容溫點頭應下“喜歡。”她只是在這里住上幾日,待學會兒了游水就會離開,實在不必為了她的喜好再去布置。
教習容溫學游水的是一位年過四十的婦人,此時已過午時,容溫與顧慕在這處用了午膳后,剛穿過前廳走至后院溫泉池處時,身材瘦削的仆婦上
前介紹著自己“姑娘,老奴賤名王娥,是這處莊子上負責打理進出仆人的,姑娘可直接喚我王婆子。”
容溫看著她,輕聲道“有勞王媽媽。
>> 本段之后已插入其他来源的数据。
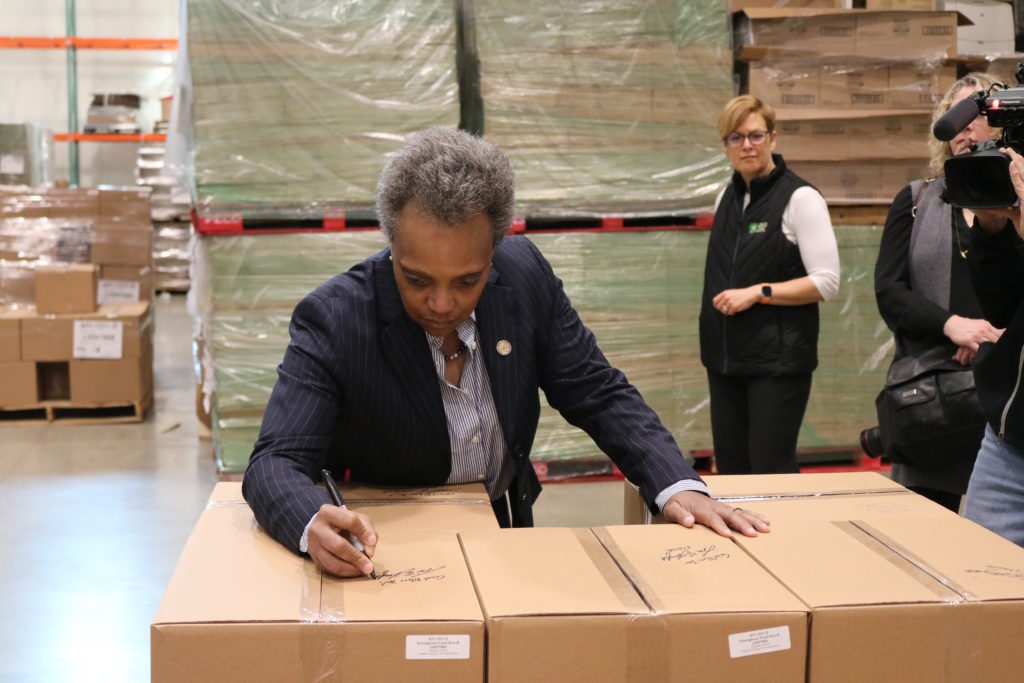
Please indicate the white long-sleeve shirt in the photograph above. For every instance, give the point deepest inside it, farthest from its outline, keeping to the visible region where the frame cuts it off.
(806, 223)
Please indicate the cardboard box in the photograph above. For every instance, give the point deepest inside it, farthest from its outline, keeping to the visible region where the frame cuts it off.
(902, 599)
(124, 284)
(835, 135)
(279, 620)
(52, 337)
(66, 289)
(122, 243)
(720, 615)
(784, 84)
(130, 203)
(836, 494)
(991, 30)
(814, 31)
(913, 86)
(18, 388)
(907, 35)
(10, 334)
(848, 85)
(558, 608)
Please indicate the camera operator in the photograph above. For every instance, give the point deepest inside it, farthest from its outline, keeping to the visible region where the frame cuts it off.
(923, 289)
(995, 495)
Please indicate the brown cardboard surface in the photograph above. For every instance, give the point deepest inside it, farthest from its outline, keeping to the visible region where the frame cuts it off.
(558, 609)
(18, 388)
(423, 517)
(132, 273)
(66, 288)
(122, 243)
(526, 571)
(10, 334)
(833, 135)
(279, 620)
(709, 596)
(51, 337)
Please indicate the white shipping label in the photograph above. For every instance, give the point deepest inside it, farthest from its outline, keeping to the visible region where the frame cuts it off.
(98, 339)
(12, 164)
(117, 291)
(437, 647)
(759, 642)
”
王婆子呵呵笑了聲“姑娘客氣,咱們現在就開始吧”
容溫看了眼清澈見底的溫泉池,抿了抿唇,對著王婆子應了聲“好。”她說完,看向一旁的顧慕“二表哥去忙自個的吧,我會跟著王媽媽好好學游水的。”
顧慕坐在松木桌前,拿起杯盞用了口茶,云淡風輕的回她“與陛下休了假,這幾日都在這里陪著你,你只管去學,我在屏風后待著便是。”
他都這樣說了,容溫也不理會他了,跟著王婆子繞了幾繞,走進了溫泉池。
這處溫泉池很敞闊,足有平常百姓家的一處小院那般大,四周假山林立,紫藤花蔓延垂落,儼然似一個由花石堆積起來的世外桃源,容溫四下瞧了眼,此處幽靜而澄澈,紫藤花的影子倒映在溫泉水中,與月兒湖底的色彩頗為相似。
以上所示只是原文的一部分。